Für eine Wohngemeinschaft mit Pensionscharakter werden noch Gleichgesinnte gesucht

Kleinmachnow – „Da oben, neben dem Turmzimmer, da waren wir zu dritt“, erinnert sich Torsten Schreiber an seine Zeit im Kleinmachnower Kinderheim in der Klausener Straße/Ecke Medonstraße. Als er damals Ende der 70er Jahre herkam, war er fünf „und ringsum standen mehr Bäume, zwischen denen ein Kletternetz aufgespannt war“. Ungefähr vier Jahre lebte er hier, bis seine Mutter in Berlin ihr Studium beendet hatte und eine größere Wohnung bekam.

Der junge Mann gehörte nun zu den Gästen, die gekommen waren, um die von Eigentümer Christian Meyer sanierte Medonvilla in Augenschein zu nehmen. Der prächtige Bau aus der Gründerzeit, den Architekt Max Welsch 1906 für den Hofbrunnenbaumeister Gustav Georg Medon errichten ließ, gehört zu den frühen Landhausbauten der Alten Zehlendorfer Villenkolonie. Auf dem Grundstück befindet sich auch noch das einzige im Ort erhaltene Kutscherhaus. Nach dem Zweiten Weltkrieg war die Villa Hotel und Restaurant, später Kinderheim und vor der Sanierung eine geschützte Wohnstätte für Behinderte. Nun soll ein weiteres Kapitel in der Villenchronik beginnen: eine Senioren-Wohngemeinschaft mit Pensionscharakter.

Initiatorin ist Berlinerin Angela Hiengroth – inspiriert wurde sie durch ein Erlebnis mit ihrer Nachbarin. Die damals 77-Jährige wurde vor drei Jahren mit einem Gewicht von 33 Kilogramm aus dem Krankenhaus entlassen, ohne Vorsorge für weitere Pflegemaßnahmen. „Sie wurde einfach sich selbst überlassen“, erzählte Hiengroth, die sich dann mit weiteren Nachbarn um sie kümmerte. So hätten sie sehr anschaulich zu spüren bekommen, wie „deformiert“ das Gesundheitswesen sei. Als Hiengroth in Kleinmachnow schilderte, dass erst ein halbes Jahr vergehen musste, ehe Nachbarin Anneliese eine Pflegestufe erhielt, winkten einige der älteren Gäste ab und meinten: „Das ist ja noch kurz.“ Sie nickten auch zustimmend als sie anmerkte: „Anscheinend haben sich Politiker noch nie darüber Gedanken gemacht, wie ein älterer Mensch einen Computerausdruck ausfüllen soll, um seine Ansprüche wahren zu können.“ Auch die minutiöse Abrechnung von Pflegeeinheiten berücksichtige nicht die wahren Bedürfnisse von Senioren. Schon die Begrenzung auf sieben Minuten für Körperpflege und fünf Minuten für Frühstücksbereitung sei eine Zumutung, meinte Hiengroth. Mittlerweile kennt sie sich aus in den Regelsätzen und Leistungen.

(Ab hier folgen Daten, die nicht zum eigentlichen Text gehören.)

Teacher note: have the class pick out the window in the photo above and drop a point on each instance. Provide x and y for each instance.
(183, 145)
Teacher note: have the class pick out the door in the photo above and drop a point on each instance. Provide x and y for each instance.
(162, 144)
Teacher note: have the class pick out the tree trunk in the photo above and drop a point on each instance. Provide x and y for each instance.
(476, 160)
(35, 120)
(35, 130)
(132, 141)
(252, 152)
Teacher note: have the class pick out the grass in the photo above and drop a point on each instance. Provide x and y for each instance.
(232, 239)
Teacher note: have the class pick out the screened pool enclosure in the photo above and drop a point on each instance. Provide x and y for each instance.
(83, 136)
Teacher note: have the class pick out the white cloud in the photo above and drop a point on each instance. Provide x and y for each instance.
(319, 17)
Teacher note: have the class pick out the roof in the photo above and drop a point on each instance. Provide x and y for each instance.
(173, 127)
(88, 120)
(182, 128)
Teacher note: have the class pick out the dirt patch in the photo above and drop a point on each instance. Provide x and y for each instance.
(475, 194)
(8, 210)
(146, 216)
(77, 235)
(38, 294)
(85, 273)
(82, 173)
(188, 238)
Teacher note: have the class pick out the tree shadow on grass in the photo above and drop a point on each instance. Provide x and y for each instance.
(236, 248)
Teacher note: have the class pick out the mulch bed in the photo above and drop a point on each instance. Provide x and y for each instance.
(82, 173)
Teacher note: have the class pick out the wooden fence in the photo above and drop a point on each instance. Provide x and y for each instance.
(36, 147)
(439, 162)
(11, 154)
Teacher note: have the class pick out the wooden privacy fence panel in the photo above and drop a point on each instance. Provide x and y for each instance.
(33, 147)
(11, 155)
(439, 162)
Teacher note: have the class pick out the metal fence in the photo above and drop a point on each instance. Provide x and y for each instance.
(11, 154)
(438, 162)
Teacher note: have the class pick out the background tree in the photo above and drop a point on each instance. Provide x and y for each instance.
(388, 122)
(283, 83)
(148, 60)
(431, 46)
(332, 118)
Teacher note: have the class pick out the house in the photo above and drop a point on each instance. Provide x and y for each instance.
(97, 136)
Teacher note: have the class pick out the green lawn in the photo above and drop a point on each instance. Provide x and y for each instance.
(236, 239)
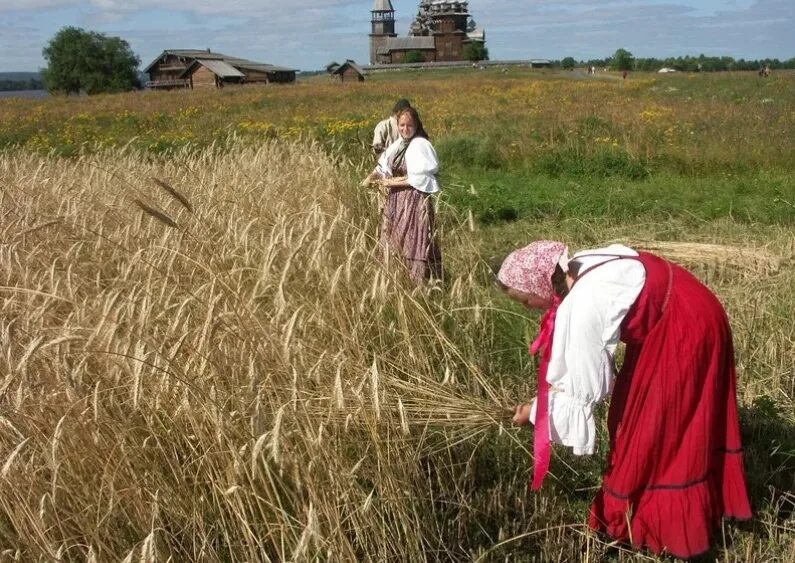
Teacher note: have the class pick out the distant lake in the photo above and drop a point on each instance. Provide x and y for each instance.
(25, 94)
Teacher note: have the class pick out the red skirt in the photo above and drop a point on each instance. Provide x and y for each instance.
(675, 466)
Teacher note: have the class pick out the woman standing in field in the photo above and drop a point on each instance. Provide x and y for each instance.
(408, 168)
(675, 465)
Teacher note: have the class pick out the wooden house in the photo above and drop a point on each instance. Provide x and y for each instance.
(192, 68)
(348, 71)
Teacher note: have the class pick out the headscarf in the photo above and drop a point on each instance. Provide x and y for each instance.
(530, 269)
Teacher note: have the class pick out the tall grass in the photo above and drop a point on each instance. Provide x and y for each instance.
(208, 359)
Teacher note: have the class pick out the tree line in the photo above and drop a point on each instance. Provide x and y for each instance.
(7, 85)
(624, 60)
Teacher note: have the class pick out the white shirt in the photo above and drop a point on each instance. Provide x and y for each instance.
(422, 164)
(587, 329)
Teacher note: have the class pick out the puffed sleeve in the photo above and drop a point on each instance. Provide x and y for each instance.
(581, 369)
(422, 165)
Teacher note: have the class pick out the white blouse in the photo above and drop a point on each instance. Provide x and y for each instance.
(422, 164)
(587, 329)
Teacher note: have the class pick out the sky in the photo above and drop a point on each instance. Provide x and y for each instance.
(307, 34)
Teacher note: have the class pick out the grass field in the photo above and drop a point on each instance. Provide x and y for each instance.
(202, 358)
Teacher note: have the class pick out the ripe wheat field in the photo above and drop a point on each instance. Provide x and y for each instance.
(203, 356)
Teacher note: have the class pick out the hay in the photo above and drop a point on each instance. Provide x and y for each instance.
(753, 259)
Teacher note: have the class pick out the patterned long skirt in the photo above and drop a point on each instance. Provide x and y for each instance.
(407, 230)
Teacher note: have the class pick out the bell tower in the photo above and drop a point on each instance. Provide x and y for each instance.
(383, 27)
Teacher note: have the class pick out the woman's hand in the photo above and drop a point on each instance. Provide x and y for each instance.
(521, 415)
(393, 182)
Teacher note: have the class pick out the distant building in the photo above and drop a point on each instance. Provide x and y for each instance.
(439, 32)
(192, 68)
(348, 71)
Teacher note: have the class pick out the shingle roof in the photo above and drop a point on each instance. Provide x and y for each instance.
(219, 68)
(348, 64)
(383, 6)
(421, 42)
(206, 55)
(188, 53)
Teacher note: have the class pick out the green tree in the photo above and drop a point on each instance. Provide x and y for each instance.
(475, 52)
(90, 62)
(622, 60)
(414, 57)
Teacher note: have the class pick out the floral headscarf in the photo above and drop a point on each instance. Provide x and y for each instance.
(530, 269)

Nun hat Angela Hiengroth vor, die Medonvilla zu mieten und dabei mit ihrem Projekt einen Mittelweg mit Gleichgesinnten gehen: „Wir wollen Bewohner für dieses Haus finden, die Gemeinschaft suchen: Das schließe auch ein Betreuungsangebot im Pflegefall ein. Mehrere Zimmer von 24 bis 58 Quadratmetern ab 820 Euro werden angeboten. Auch einen Lift gibt es am Haus, dessen Gemeinschaftsräume sich in der ersten Etage befinden.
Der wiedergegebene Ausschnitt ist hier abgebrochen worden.